The air that hung around the Dail chamber yesterday was not one of savage murderous intent but plain naked embarrassment.
You got the feeling that if Bertie even mentioned the ex-wife and kids, they'd be out the door in a flash, holding their ears and crying "enough, enough".
What's wrong with Irish politics is not, as Enda Kenny claimed, our politicians' refusal to admit it when they are wrong, it's just that we have no stomach for the job.
If we were like the Brits, we'd be much more keen to stick in a hand, get up to our oxters in blood and triumphantly pull out a kidney or two.
There's Bertie - up to his knees in the brown stuff and you'd see more enthusiastic volunteers for bare-handed muck-raking at a sewage convention than there was from the Opposition yesterday.
Backbenchers sat there and cringed silently as the party leaders went through the motions, made the right sounds of outrage but all the while, there seemed to be the unspoken feeling that while the questions had to be answered, did we really have to know about the embarassing family stuff.
Outside Leinster House, a half-hearted protest by a small gaggle with assorted gripes set the tone for what was to come. "I'm here to protest against our government, the Taoiseach and our religion," was the sum of it, as one man told the awaiting press.
Inside, there seemed to be the feeling that Bertie had taken a needless step too far and humiliated himself in his TV interview.
It wasn't even a full house as he arrived for Leader's Questions to speak out on recent revelations that his friends had organised a whip-around while he was down on his luck.
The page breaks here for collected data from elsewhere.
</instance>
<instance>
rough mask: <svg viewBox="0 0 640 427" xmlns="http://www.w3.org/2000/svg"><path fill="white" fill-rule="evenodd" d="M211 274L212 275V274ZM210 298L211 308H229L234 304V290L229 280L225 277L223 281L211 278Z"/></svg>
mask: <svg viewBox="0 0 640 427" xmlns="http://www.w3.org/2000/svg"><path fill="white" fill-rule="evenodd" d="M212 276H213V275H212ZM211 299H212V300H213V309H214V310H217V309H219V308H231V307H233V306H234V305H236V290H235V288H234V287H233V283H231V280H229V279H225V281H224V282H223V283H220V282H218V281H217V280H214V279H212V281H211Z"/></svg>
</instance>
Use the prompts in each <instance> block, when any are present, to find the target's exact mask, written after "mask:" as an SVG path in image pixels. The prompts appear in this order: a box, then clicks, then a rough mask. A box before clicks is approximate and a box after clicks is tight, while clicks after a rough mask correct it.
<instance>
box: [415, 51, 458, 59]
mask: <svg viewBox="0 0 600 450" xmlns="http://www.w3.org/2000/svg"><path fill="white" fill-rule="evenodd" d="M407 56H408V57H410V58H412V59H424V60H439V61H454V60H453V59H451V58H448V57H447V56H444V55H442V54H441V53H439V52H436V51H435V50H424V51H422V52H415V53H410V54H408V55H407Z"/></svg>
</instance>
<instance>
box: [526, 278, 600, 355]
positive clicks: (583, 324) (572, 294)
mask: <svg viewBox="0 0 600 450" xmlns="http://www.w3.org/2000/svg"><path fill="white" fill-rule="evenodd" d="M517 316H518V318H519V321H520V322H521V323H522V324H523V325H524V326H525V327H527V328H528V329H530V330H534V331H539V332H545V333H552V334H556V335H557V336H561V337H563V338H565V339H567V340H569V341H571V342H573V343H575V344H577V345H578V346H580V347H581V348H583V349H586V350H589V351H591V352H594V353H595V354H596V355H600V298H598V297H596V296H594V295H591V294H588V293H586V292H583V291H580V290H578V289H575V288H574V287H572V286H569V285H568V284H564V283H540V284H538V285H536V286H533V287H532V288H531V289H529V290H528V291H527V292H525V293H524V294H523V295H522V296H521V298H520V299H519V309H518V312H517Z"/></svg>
Arriving bang on time, all eyes turned to the Taoiseach as he appeared in the chamber as the clock struck a quarter to four and, pointedly, Liz O'Donnell made it her business to very publicly shake his hand on the steps.
Bertie permitted himself a small smile when he saw Enda Kenny poised like a greyhound to get the boot in. Stand up and admit you're wrong. Be a man, the Fine Gael leader instructed him.
The only thing was, Bertie doesn't think there is anything wrong with having friends who would help him out of a fix.
"The truth is more powerful than even the most baseless of political attacks," he said, sounding rather like Martin Luther King.
There was absolutely no confict of interest and he owed no tax. "I have served the State honestly and I challenge anybody to prove otherwise," he said.
His voice dropped to become almost inaudible at times, but Bertie stuck to his guns and went over much of the ground he had covered in his TV interview.
In the middle of it all, Brian Cowen drifted in casually as if the matter were of no more consequence that a tea party. Pat Rabbitte had even less of an appetite for the affair.
Rather stiffly, he told the Taoiseach that he was sure it had been a difficult interview to give and that nobody wanted to intrude on his domestic affairs.
On the other hand, Bertie would have to stop bleating on about being a common man who stands on Hill 16, he instructed. He's been driven around the country since 1987 and never has to put his hand in his pocket for petrol.
In other words - stay off Labour's patch, Bertie. They've taken out a trademark on the Common Man (patent pending).
Thank God for Joe Higgins, who injected a little colour into the whole affair with a little piece of fiction in the form of a letter to the 'Drumcondra Twelve'.
"Ah Jaysis lads. Youse'll have me in big trouble if you don't take back the fifty grand. My circumstances have improved and I'll have 50 journalists traipsing around after me if word gets out.
Signed, Bertie.
PS, Tell Paddy the Plasterer to stay clear of Callely's house - he's in enough trouble over the painter."
Even Bertie laughed at that one. Thank God.